Copertina della rivista
Installazione Butehamon - Archeologia Invisibile

L’innovazione nel settore culturale museale

di Enrico Ferraris

DOI 10.12910/EAI2023-034

La visione olistica dei reperti e della loro biografia, l’adozione di un protocollo di studio che lega in unità circolare diagnostica, restauro e ricerca storica, e la costruzione di un repository digitale per la preservazione della conoscenza scientifica dei reperti per le generazioni future, sono così aspetti di una visione ecosistemica che il Museo Egizio sta progressivamente realizzando, confermandosi luogo privilegiato per il dialogo interdisciplinare e per la preservazione della materialità dell’antico che attraversa il tempo e risponde alle domande che il progresso scientifico e diagnostico via via hanno saputo e sapranno ancora ispirare.

Enrico Ferraris

Enrico Ferraris

Egittologo, Curatore presso il Museo Egizio di Torino

I Musei possono essere agenti di cambiamento ed innovazione? Certamente sì, o almeno è nella loro stessa natura il ripensarsi al mutare dei tempi e delle società come esprime bene questa riflessione dell’egittologo S. Donadoni: "Un museo che ripensa se stesso non fa altro che rendere omaggio alla sua natura e alla sua funzione. Gli oggetti che lo costituiscono e che acquistano una qualità e un significato ben definiti dal fatto di esservi conservati, rispetto a quelli ancora in uso o dimenticati e dispersi, sono disposti a dialogare con il visitatore secondo programmi spesso impliciti, che il museo suggerisce, o consente. È quindi nell'ordine delle cose che la maturazione e la variazione dell'esperienza culturale nel flusso del tempo costringano a ripensare la gerarchia dei valori e del significato di ciò che apparentemente costituisce un patrimonio immutabile […] il significato di una struttura di questo tipo è costantemente rinnovabile, anche se materialmente rimane lo stesso. La sua crescita non è una mera questione di quantità, ma è anche il risultato del nuovo significato che acquisisce nel tempo" [1].
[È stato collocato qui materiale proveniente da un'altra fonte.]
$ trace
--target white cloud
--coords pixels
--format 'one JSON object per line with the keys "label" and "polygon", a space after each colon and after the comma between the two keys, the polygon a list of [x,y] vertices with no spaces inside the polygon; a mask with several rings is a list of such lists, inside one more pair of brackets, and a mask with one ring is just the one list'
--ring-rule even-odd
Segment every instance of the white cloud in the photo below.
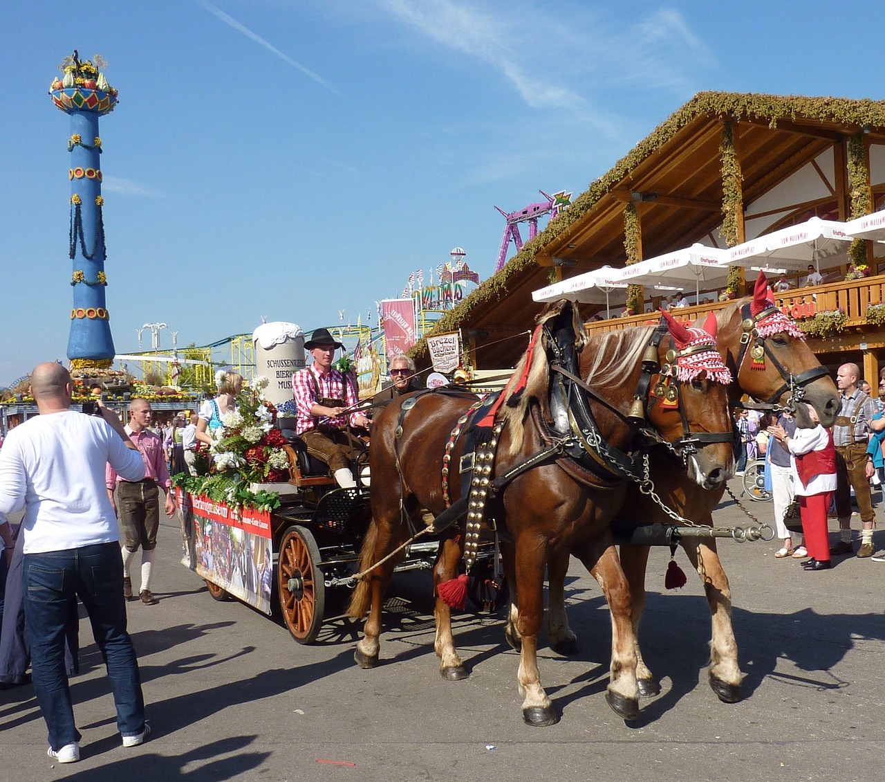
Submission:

Questo pensiero chiarisce molto bene la relazione tra progresso, memoria e identità che i musei materializzano attraverso le collezioni che preservano e rendono accessibili. È pertanto anche un buon presupposto per condividere l’esperienza trasformativa che il Museo Egizio sta sperimentando dall’inizio della direzione Greco (2014) grazie alla crescente integrazione dell’archeometria - e delle competenze e strumentazioni scientifiche correlate - nei processi di studio delle proprie collezioni.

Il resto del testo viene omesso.